Am nächsten Tag eröffnete Gorbatschow im Kreml das Plenum, auf dessen Tagesordnung allein die Frage des "freiwilligen" Ausscheidens von 110 Genossen aus dem ZK stand. Er hatte für die Tagung höchstens eine Stunde vorgesehen. Aber dann kam es zu Wortmeldungen, die zum Ausdruck brachten, dass es sich hierbei um eine Verletzung des Statuts der Partei handle. Es wurde vorgeschlagen, die Entscheidung dieser Frage auf den bevorstehenden XXVIII. Parteitag zu vertagen. Gorbatschow wies die Argumente der Redner zurück und schlug den Anwesenden vor, die Sitzung zu beenden und die von den Genossen unterschriebenen Rücktrittserklärungen anzunehmen. Doch die Mitglieder des ZK verlangten die Weiterführung der Sitzung. Die Redner diskutierten zunehmend über die katastrophale Lage im Lande und äusserten sich kritisch über das Politbüro und Gorbatschow. Die Sitzung dauerte weitaus länger als eine Stunde. Drei Pausen wurden eingelegt. Es sprachen etwa dreissig Genossen. Ich hatte begriffen, dass die Frage im voraus entschieden war, und beschloss deshalb, mich nicht zu Wort zu melden. Gorbatschow hörte nicht auf die Meinung der Diskussionsredner. Er setzte seine Linie durch, und die Erklärung wurde angenommen. So machte er sich von der alten Garde der Partei frei.

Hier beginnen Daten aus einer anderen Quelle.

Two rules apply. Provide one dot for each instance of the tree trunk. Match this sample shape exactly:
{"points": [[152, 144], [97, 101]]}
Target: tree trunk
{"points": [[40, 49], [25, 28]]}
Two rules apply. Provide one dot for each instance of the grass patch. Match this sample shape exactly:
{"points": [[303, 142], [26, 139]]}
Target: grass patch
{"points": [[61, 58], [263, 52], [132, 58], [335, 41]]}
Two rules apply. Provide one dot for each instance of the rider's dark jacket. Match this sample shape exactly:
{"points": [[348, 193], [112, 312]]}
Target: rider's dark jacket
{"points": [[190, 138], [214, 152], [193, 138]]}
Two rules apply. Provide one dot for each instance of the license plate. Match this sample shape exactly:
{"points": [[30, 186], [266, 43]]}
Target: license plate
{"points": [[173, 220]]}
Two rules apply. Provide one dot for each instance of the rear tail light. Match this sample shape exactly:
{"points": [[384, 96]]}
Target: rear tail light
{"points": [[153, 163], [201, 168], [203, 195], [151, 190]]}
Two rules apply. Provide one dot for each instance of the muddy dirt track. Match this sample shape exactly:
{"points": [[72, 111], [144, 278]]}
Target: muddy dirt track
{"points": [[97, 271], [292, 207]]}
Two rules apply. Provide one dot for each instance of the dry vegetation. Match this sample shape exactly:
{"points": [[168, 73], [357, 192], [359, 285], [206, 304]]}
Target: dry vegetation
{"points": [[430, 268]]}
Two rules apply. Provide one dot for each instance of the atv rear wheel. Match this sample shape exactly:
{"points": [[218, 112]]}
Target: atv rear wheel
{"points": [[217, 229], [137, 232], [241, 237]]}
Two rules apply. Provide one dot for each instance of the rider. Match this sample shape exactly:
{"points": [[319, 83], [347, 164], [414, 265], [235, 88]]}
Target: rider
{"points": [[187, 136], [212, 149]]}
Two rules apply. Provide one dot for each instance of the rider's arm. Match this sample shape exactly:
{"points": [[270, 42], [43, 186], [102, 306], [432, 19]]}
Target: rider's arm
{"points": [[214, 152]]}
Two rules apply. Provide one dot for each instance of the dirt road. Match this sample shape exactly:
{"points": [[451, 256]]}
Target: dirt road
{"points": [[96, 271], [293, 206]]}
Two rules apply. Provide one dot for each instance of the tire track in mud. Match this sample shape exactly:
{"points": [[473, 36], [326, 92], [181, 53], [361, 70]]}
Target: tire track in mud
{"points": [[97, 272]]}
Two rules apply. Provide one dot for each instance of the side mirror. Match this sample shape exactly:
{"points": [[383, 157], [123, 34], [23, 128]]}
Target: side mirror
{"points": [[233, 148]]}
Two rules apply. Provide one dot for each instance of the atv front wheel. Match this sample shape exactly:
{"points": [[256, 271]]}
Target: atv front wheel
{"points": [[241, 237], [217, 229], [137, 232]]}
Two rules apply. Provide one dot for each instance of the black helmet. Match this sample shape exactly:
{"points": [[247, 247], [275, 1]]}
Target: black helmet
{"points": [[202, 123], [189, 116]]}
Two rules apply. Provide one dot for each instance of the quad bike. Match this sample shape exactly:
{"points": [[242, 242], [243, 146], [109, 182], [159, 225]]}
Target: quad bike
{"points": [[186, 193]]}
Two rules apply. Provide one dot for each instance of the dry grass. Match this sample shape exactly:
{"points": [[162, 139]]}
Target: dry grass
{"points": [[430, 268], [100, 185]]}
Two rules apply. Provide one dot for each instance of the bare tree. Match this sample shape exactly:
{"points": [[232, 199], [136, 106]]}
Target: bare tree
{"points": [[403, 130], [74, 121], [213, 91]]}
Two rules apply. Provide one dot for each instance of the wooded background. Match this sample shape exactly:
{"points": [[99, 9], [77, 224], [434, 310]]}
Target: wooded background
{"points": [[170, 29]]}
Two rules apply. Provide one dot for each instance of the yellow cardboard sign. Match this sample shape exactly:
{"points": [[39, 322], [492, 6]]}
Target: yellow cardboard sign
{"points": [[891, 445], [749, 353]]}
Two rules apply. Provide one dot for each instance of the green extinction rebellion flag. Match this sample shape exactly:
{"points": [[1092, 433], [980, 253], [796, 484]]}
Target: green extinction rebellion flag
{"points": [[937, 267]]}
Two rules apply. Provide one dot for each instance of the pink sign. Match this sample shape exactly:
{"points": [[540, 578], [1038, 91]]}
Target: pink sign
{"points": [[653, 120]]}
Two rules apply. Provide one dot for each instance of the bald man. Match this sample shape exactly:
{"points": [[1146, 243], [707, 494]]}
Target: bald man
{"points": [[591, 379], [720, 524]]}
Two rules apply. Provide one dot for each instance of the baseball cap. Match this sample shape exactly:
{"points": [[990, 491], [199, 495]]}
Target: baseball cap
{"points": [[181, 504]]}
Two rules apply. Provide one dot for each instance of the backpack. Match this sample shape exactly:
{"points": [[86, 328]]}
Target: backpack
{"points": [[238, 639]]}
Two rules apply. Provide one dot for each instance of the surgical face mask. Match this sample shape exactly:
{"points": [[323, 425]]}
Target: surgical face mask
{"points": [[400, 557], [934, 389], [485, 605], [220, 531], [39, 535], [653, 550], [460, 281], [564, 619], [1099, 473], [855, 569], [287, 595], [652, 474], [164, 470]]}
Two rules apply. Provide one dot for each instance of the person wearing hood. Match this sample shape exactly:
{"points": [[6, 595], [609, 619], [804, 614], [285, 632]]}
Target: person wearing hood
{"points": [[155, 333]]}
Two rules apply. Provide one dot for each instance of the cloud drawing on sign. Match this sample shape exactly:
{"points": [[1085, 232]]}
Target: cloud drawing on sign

Die Autorität des Generalsekretärs und Präsidenten Michail Gorbatschow nahm immer mehr ab und erreichte schliesslich den Nullpunkt. Er konnte nicht zuhören, dafür aber stundenlang über die "Perestroika" und die "menschlichen Werte" reden. Im Ergebnis seiner Perestroika zerfiel nicht nur der mächtige Staat, sondern auch dessen politisches System und ökonomisches Potential. Die Armee wurde zerrüttet. Er verriet alle seine Verbündeten im Warschauer Pakt. Nun fliegt er durch die ganze Welt, erhält kleine Gaben, Auszeichnung und Titel. Man hofiert ihn in Deutschland und Amerika. Ihm wurde anstelle von General Bersarin, der sich um Berlin bleibende Verdienste erworben hat, die Ehrenbürgerschaft dieser Stadt verliehen. Ich denke, dass später einmal die Geschichte über Gorbatschow ein objektives und strenges Urteil sprechen wird.
ARMEEGENERAL ANATOLI I. GRIBKOW war von 1976 bis 1989 Stabschef der Vereinten Streitkräfte des Warschauer Pakts. Zusammen mit dem amerikanischen General William Y. Smith hat er 1994 seine persönlichen Erinnerungen über die Kubakrise von 1962 herausgegeben: Operation Anadyr : U.S. and Soviet Generals Recount the Cuban Missile Crisis (Chicago: Edition q: 1994). Auf deutsch erhältlich ist zudem Im Dienste der Sowjetunion: Erinnerungen eines Armeegenerals (Berlin: Edition q: 1992).